Stage 4: Assess Fit for Purpose#

Step 1: Check the geographic completeness#

Understanding completeness of geographic data can be a tricky process, as there is rarely a true dataset to use for comparison. Instead, comparisons must be made to other, related geospatial data, through triangulation processes. HOT provides tools that show the density of OpenStrretMap features, which might help in identifying areas which need further mapping (Figure 2) as well as a gap analysis tool for building footprints.

_images/D_1b_Fig2.png

Fig. 8 Building footprint gap analysis tool from HOT OSM, derived from https://osm-analytics.org/#

The company Kontur built a similar tool named Disaster Ninja to compare the density of features in OpenStreetMap with population density to show which areas are likely under-mapped. It offers a large variety of analytical comparisons (Figure 3).

_images/D_1b_Fig3.png

Fig. 9 Analysis of OSM building density. From Disaster Ninja#

Step 2: Check geometrical accuracy of layers#

Not all geospatial data are created equal; questions of scale, purpose, and source will dramatically affect the quality of geospatial information. One important point for evaluating usefulness is to evaluate the geometrical accuracy of the data: how closely the data match the situation on the ground. While we often do not have true data to make a comparison, there are several steps we can take to evaluate the quality of the data:

  1. Overlay the data layers on a satellite image to see how closely geospatial data closely follow the satellite image. Small errors in the order of a few meters of deviation between features and map occur because the georeferencing of the satellite image that was used to map the features and the current satellite image are slightly misaligned. Depending on the purpose of the maps fixing such small errors might not be necessary. However, large differences could suggest that the area has changed and needs to be re-mapped.

  2. If there is a systematic shift of geometric objects with respect to a reference, for example a satellite image, the coordinate system might not be correctly defined.

  3. Implement topology: a topology defines a relationship between vector objects, and is useful for identifying errors in geospatial. Rules limiting polygon overlap, or slivers in polygon datasets, or ensuring points fall within specific polygons are all examples of topological relationships.

Step 3: Check attribute correctness#

While spatial coverage and accuracy are important to geospatial practitioners, understanding the completeness, accuracy, and coverage of attributes is equally important. Attributes can be evaluated in several ways:

  1. Comprehension: Are the attributes clear? do the metadata clearly identify the columns with definitions? If not, it is important to reach out to primary sources for support, as mistaking attribute values can invalidate many analyses.

  2. Completeness: How complete is the attribute table?
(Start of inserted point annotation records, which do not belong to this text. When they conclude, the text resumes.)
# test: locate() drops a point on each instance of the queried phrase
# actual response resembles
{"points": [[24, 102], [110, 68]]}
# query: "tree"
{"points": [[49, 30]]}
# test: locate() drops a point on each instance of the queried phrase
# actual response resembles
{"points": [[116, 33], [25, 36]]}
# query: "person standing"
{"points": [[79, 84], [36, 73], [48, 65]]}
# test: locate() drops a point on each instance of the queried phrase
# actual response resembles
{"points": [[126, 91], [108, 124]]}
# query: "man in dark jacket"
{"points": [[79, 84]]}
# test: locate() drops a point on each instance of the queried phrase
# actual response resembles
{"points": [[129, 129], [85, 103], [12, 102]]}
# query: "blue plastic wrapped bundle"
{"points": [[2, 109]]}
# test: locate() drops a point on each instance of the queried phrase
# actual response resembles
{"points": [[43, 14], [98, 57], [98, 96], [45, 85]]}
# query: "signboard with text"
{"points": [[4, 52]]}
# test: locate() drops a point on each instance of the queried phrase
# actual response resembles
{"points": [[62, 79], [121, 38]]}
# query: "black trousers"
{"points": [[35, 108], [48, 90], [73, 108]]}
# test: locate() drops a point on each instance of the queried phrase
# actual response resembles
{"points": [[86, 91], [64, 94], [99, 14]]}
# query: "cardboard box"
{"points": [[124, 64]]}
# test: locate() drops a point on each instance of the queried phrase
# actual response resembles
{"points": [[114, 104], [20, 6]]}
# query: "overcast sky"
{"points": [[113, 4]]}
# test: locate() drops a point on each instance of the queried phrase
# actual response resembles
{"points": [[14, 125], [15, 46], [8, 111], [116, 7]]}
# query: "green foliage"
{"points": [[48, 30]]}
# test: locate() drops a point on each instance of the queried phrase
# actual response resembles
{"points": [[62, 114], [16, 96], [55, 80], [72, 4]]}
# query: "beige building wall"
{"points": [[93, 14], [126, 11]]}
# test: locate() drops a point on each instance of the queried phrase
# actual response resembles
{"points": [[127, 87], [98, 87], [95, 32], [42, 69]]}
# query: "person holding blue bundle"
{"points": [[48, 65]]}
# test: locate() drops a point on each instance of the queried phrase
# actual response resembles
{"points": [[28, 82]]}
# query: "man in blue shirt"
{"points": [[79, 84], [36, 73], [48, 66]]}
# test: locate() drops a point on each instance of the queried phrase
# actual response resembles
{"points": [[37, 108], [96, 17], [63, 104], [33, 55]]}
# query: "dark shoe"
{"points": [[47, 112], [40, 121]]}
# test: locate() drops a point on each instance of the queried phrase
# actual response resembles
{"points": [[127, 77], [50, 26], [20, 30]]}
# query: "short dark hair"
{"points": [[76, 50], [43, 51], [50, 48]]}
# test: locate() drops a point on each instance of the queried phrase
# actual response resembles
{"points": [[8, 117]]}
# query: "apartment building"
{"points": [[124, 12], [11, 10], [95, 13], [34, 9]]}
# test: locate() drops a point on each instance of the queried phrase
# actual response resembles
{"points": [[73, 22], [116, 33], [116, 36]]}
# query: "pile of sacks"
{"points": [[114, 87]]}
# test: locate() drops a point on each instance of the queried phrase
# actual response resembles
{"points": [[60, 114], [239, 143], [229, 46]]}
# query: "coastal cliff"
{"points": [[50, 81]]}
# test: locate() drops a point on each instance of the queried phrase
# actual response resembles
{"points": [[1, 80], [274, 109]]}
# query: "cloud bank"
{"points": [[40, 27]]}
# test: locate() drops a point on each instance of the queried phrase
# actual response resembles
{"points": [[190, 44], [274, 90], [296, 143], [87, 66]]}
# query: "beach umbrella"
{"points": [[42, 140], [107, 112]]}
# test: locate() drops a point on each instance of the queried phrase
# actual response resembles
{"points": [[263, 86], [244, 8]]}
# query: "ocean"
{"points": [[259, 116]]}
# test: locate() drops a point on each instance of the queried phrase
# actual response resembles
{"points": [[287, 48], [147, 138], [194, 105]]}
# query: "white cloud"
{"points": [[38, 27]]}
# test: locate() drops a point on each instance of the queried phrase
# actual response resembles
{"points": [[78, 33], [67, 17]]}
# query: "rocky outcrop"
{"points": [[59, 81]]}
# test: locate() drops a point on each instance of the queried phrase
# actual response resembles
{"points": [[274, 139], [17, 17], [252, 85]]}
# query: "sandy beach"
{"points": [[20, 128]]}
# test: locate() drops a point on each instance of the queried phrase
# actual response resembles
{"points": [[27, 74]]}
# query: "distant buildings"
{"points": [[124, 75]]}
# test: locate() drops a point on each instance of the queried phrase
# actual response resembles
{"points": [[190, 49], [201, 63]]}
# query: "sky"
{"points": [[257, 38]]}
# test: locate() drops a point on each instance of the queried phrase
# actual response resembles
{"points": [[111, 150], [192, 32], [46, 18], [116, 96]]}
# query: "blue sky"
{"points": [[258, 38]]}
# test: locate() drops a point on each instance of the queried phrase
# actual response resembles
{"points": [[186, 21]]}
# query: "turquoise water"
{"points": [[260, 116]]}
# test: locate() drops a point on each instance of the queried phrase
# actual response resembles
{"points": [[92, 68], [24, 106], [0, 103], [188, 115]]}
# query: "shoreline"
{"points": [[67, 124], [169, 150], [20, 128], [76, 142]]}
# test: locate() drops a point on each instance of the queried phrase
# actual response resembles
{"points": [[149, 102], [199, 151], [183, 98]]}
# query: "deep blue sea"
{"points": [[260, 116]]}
For each column assess how many null or empty values exist and determine if those missing values are truly missing or represent holes in the data: some data naturally have missing values, while in other columns this is indicative of missing data.

  3. Correctness: Do the attribute data make sense? Understanding correctness requires completing the comprehension and completeness steps but is important to properly using the data. For variables of interest, evaluate if the data make sense, based on the field type:
    a. Numeric: are all the values numbers? Do they fit within a prescribed range?
    b. Text: are all the characters translated correctly?
    c. Categorical: are there any errant entries? Do all entries fit a prescribed definition?